Myanmar’s government described the country’s bloody military clampdown on Rohingya Muslims last year as a one-off spasm of violence, triggered by local terrorists. A consensus is building among international investigators that it was something else: a decisive and deliberate purge of the ethnic minority after decades of intensifying atrocities that amounts to genocide. The Wall Street Journal examined Myanmar legislation, actions and statements by its military, and documents from human-rights researchers back to the 1970s. It interviewed dozens of Rohingya refugees in Bangladesh and legal experts now pushing for prosecution of military officials. Nearly all pointed to the same conclusion. Myanmar tried for years to drive Rohingya Muslims out of the country before it launched operations in August 2017 to destroy them. The government has long deprived Rohingya of citizenship, denied them access to education and restricted their ability to marry and have children. Officers seized their property and demanded payments for daily activities needed to farm or sell goods. Crackdowns forced Rohingya to flee in large numbers many times across the border to Muslim-majority Bangladesh. Each time, the neighbouring country made repatriation deals with Myanmar and sent most of them back.

Nazir Ahmed. Photo by Paula Bronstein for The Wall Street Journal.
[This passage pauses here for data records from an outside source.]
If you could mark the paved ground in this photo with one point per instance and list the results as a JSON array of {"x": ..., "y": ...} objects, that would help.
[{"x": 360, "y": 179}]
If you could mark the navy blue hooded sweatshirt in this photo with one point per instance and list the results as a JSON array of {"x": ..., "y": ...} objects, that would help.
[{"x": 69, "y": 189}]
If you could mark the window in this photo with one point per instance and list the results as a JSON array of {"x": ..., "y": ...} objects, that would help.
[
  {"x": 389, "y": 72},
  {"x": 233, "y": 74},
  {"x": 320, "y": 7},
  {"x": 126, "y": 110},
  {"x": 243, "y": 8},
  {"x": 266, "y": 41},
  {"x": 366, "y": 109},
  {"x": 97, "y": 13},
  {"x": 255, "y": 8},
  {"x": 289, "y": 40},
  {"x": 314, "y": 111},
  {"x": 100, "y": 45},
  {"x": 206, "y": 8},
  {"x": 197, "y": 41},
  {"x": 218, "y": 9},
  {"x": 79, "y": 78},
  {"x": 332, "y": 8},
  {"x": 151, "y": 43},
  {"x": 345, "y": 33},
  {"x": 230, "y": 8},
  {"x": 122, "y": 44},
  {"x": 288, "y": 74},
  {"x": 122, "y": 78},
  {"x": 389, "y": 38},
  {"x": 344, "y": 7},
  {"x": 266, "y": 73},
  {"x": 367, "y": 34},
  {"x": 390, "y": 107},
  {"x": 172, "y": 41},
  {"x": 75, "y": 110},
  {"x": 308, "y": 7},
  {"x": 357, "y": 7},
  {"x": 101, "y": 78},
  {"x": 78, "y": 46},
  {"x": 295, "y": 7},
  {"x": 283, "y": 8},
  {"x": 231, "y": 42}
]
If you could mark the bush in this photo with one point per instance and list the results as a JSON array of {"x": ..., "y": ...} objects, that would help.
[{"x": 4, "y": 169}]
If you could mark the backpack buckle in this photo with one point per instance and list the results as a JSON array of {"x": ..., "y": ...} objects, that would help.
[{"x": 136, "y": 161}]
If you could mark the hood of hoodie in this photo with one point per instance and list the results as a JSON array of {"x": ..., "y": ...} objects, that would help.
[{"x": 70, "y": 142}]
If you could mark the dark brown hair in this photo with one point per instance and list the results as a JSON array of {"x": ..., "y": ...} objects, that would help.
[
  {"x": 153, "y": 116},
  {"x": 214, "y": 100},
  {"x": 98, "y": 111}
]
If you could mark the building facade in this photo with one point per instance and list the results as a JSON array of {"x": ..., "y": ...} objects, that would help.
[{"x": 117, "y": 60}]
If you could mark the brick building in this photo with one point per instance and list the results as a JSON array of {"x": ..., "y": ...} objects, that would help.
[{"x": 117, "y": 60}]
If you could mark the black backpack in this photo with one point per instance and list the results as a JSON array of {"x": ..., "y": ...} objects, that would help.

Nazir Ahmed, a refugee from last year’s violence living in a Bangladesh camp, described in an interview how soldiers forced him and his father into labour starting in the 1980s, appropriated his family’s land in the 1990s and raided his village in recent years. United Nations investigators now believe those actions set the stage for the attacks last year when security forces swept through Mr Ahmed’s village and hundreds of others killing children in front of their parents, gang-raping women and deliberately setting fire to homes. Between 700,000 and 800,000 people, or more than half of Myanmar’s Rohingya residents, were pushed out, joining 200,000 others who left in previous years and didn’t return. Nearly two-thirds of the country’s Rohingya population is now living in either internment camps in Myanmar or refugee camps in Bangladesh.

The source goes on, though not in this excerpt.